While innovation and sustainability may seem to be at odds with one another, the two are often complimentary. Understanding this is one of the keys to realizing SEI’s full potential

SEI and sustainability

Pursuing sustainability in procurement has often been a difficult sell. At odds with traditional deliverables such as cost reduction, bottom-line protection and on-time delivery, the added expenditure associated with sustainability initiatives can prevent projects from getting started, or bring them to a close before they deliver results.

However, recent years have shown that sustainability in the upstream supply chain can have a significant impact through brand protection, consumer demand, regulatory incentives and potential cost savings.

This was highlighted earlier this month when, at a Prince of Wales’ International Sustainability Unit (ISU) event, 12 multinational companies pledged commitment to ending forest degradation in supply chains and enhancing sustainability. Among their number were some of the largest players in the confectionery industry, including Mars, Hershey, Mondelez and Ferrero.

Equally, some of our SEIC members are pursuing strategic sustainability targets, with the likes of Bayer and Merck playing a prominent role in the initiative Together for Sustainability – a collaborative project spearheaded and sponsored by the chief procurement officers of leading players in the chemicals industry.

But a key question here, and one that has cropped up on more than one occasion during my time at the SEIC, is whether sustainability can, or should, be a goal of SEI programs.

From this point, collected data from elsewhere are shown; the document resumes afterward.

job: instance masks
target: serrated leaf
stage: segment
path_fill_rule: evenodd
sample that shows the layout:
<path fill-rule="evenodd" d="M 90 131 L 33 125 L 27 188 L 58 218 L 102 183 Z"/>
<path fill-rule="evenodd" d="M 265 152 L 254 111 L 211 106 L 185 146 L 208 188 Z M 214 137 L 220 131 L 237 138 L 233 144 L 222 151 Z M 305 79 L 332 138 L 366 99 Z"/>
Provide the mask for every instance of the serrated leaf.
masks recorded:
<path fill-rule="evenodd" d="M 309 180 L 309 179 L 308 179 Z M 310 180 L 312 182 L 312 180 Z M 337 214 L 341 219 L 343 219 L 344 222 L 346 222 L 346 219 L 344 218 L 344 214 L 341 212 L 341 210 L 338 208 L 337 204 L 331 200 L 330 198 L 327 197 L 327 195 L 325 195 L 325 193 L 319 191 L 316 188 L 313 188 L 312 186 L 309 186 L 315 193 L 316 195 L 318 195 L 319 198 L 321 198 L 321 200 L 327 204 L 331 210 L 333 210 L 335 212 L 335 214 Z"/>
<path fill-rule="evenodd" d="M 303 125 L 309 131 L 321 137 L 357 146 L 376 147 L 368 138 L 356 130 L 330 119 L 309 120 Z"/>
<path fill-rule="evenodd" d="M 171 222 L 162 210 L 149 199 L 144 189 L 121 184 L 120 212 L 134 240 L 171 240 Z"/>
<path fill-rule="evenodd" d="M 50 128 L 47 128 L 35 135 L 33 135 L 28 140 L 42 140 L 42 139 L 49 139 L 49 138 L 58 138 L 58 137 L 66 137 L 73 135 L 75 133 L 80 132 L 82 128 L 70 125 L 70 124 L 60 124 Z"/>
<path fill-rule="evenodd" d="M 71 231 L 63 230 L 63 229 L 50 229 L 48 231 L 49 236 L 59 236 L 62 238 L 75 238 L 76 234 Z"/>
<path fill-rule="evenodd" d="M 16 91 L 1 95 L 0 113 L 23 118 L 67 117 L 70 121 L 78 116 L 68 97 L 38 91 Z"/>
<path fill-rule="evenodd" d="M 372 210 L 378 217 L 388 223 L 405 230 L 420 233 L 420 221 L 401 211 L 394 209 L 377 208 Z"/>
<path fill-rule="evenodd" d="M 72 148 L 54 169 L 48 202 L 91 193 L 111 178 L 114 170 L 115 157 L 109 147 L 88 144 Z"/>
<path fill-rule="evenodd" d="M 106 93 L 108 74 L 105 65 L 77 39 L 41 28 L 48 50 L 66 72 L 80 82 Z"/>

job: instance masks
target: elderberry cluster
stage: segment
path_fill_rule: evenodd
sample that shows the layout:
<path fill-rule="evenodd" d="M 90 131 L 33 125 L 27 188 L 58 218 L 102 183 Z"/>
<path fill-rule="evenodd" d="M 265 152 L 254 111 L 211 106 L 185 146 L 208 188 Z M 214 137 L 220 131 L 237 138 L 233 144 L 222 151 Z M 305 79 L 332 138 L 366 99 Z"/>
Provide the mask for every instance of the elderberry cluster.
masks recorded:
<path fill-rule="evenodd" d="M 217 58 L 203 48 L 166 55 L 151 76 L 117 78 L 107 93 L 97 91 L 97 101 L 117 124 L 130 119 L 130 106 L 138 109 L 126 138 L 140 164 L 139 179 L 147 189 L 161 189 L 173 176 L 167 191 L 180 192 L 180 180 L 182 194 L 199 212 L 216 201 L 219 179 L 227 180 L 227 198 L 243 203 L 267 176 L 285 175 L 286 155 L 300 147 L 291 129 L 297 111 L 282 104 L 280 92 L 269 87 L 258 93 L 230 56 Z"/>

Companies pursue SEI for a number of reasons, and improving long-term supply chain sustainability is one of those. Indeed, while innovation and sustainability may sometimes seem to be at odds with one another, the two are very often complimentary.

A 2012 study from MIT found that “business-model innovation is the crux of sustainability profits”, with companies leveraging innovation to find sustainable opportunities. Research carried out by the Harvard Business Review, meanwhile, shows that sustainability contains technological and organizational innovations that “yield both bottom-line and top-line returns.”

The reality is that many of the outcomes that SEI projects target can also have a positive impact on sustainability.

Take energy-efficient manufacturing as an example. In 2013, the International Energy Agency (IEA) found that outdated manufacturing practices resulted in an estimated $80bn worth of electricity being wasted, which had a direct impact on the cost of production and, by extension, costs charged in the downstream supply chain.

There’s also the increasingly stronger link between sustainability and buying organizations’ core business. Consumers are ever-more conscious of how their products are produced, with Nielson’s 2015 Global Corporate Sustainability Report finding that sales of goods from brands with a demonstrated commitment to sustainability grew by more than 4% globally, compared to a 1% growth for those that don’t.

Developing solutions for these issues has myriad benefits – improving profit margins, enhancing product appeal, and driving sustainability – but the key here is that the biggest impact will be felt when buying organizations and suppliers collaborate intimately while working towards long-term goals.

These advantages have been identified as ingredients of successful SEI by our members. Indeed, Johnson & Johnson embeds sustainability into the Joint Strategic Planning (JSP) governance process of its SEI agreements – a strategic element of its SEI process. While not the sole goal of the relationship, sustainability is one of several deliverables that must be addressed if the nascent opportunities that exist in the supply base are to be fully optimized.

Expectations for an SEI program can and should extend beyond pure financial profit. Understanding this and structuring an SEI strategy accordingly is one of the keys to realizing its full potential and unlocking a host of long-term, sustainable benefits across the supply chain.